介绍
基于Kubernetes和Jenkins来实现CI/CD。 所有需要跑任务的jenkins slave(pod)通过模版动态创建,当任务执行结束自动删除。
系统整体架构
job流程
环境
kubernets
jenkins配置
jenkins-deployment.yaml
apiVersion: "apps/v1beta1"
kind: "Deployment"
metadata:
name: "jenkins"
labels:
name: "jenkins"
spec:
replicas: 1
template:
metadata:
name: "jenkins"
labels:
name: "jenkins"
spec:
containers:
- name: jenkins
image: jenkinsci/jenkins:2.154
imagePullPolicy: IfNotPresent
volumeMounts:
- name: jenkins-home
mountPath: /var/jenkins_home
env:
- name: TZ
value: Asia/Shanghai
ports:
- containerPort: 8080
name: web
- containerPort: 50000
name: agent
volumes:
- name: jenkins-home
nfs:
path: "/nfs/jenkins/data"
server: "cpu029.hogpu.cc"
terminationGracePeriodSeconds: 10
serviceAccountName: jenkins
jenkins-account.yaml
---
apiVersion: v1
kind: ServiceAccount
metadata:
name: jenkins
---
kind: Role
apiVersion: rbac.authorization.k8s.io/v1beta1
metadata:
name: jenkins
rules:
- apiGroups: [""]
resources: ["pods"]
verbs: ["create","delete","get","list","patch","update","watch"]
- apiGroups: [""]
resources: ["pods/exec"]
verbs: ["create","delete","get","list","patch","update","watch"]
- apiGroups: [""]
resources: ["pods/log"]
verbs: ["get","list","watch"]
- apiGroups: [""]
resources: ["secrets"]
verbs: ["get"]
- apiGroups: [""]
resources: ["configmap"]
verbs: ["get"]
---
apiVersion: rbac.authorization.k8s.io/v1beta1
kind: RoleBinding
metadata:
name: jenkins
roleRef:
apiGroup: rbac.authorization.k8s.io
kind: Role
name: jenkins
subjects:
- kind: ServiceAccount
name: jenkins
jenkins-service.yaml
kind: Service
apiVersion: v1
metadata:
labels:
k8s-app: jenkins
name: jenkins
spec:
type: NodePort
ports:
- port: 8080
name: web
targetPort: 8080
- port: 50000
name: agent
targetPort: 50000
selector:
name: jenkins
说明
说明一下:这里 Service 我们暴漏了端口 8080 和 50000,8080 为访问 Jenkins Server 页面端口,50000 为创建的 Jenkins Slave 与 Master 建立连接进行通信的默认端口,如果不暴露的话,Slave 无法跟 Master 建立连接。
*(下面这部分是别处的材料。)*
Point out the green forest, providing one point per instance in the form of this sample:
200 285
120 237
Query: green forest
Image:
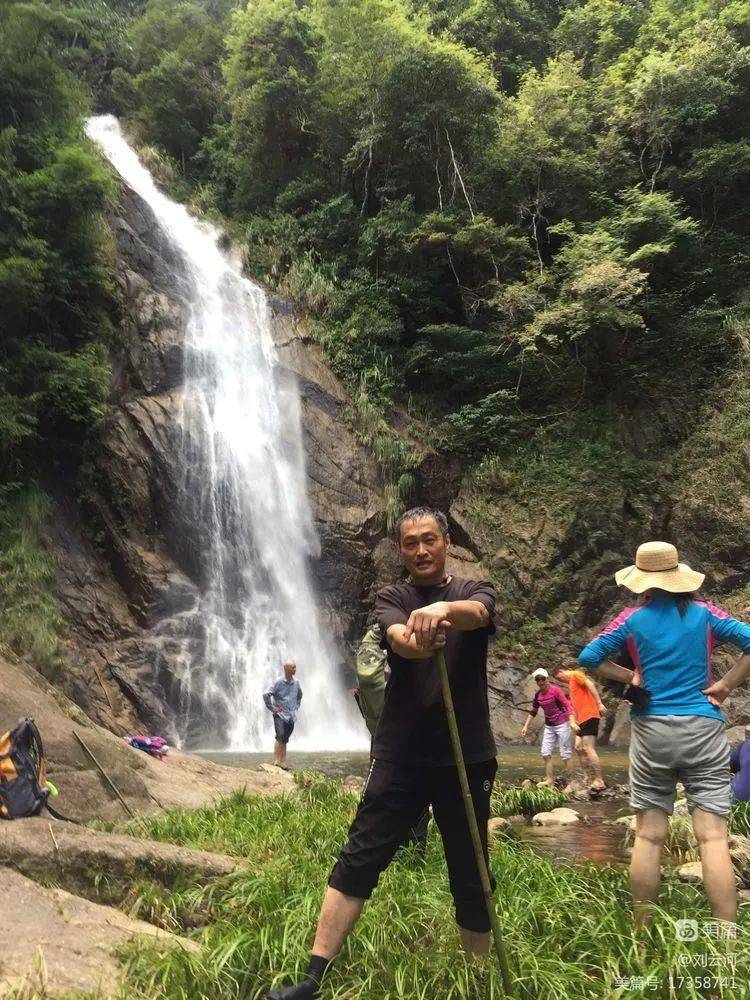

这里使用 NodePort 方式暴漏端口,并未指定其端口号,由 Kubernetes 系统默认分配,当然也可以指定不重复的端口号(范围在 30000~32767)
创建jenkins
接下来,通过 kubectl 命令行执行创建 Jenkins Service。
$ kubectl create namespace kubernetes-plugin
$ kubectl config set-context $(kubectl config current-context) --namespace=kubernetes-plugin
$ kubectl create -f jenkins-deployment.yaml
$ kubectl create -f jenkins-account.yaml
$ kubectl create -f jenkins-service.yaml
ps:
创建一个新的 namespace 为 kubernetes-plugin,并且将当前 context 设置为 kubernetes-plugin namespace 这样就会自动切换到该空间下。
查看状态
jianyu.tian@yz-gpu-k8s004 ~]$ kubectl get deployment,svc,pods
NAME DESIRED CURRENT UP-TO-DATE AVAILABLE AGE
deploy/jenkins 1 1 1 1 1h
NAME TYPE CLUSTER-IP EXTERNAL-IP PORT(S) AGE
svc/jenkins NodePort 10.106.235.91 <none> 8080:31051/TCP,50000:30545/TCP 2h
NAME READY STATUS RESTARTS AGE
po/jenkins-64564fc5c9-pzlpb 1/1 Running 0 1h
ps:
Jenkins Master 服务已经启动起来了,并且将端口暴漏到 8080:31051,50000:30545,此时可以通过浏览器打开 http://<Cluster_IP>:30645 访问 Jenkins 页面了。
jenkins web界面初始化
1.主要对jenkins-plugin插件做说明
安装完毕后,点击 “系统管理” —> “系统设置” —> “新增一个云” —> 选择 “Kubernetes”,然后填写 Kubernetes 和 Jenkins 配置信息。
ps:
Name 处默认为 kubernetes,也可以修改为其他名称,如果这里修改了,下边在执行 Job 时指定 podTemplate() 参数 cloud 为其对应名称,否则会找不到,cloud 默认值取:kubernetes
Kubernetes URL 处我填写了 https://kubernetes.default.sv... 这里我填写了 Kubernetes Service 对应的 DNS 记录,通过该 DNS 记录可以解析成该 Service 的 Cluster IP,或者直接填写外部 Kubernetes 的地址 https://<ClusterIP>:<Ports>。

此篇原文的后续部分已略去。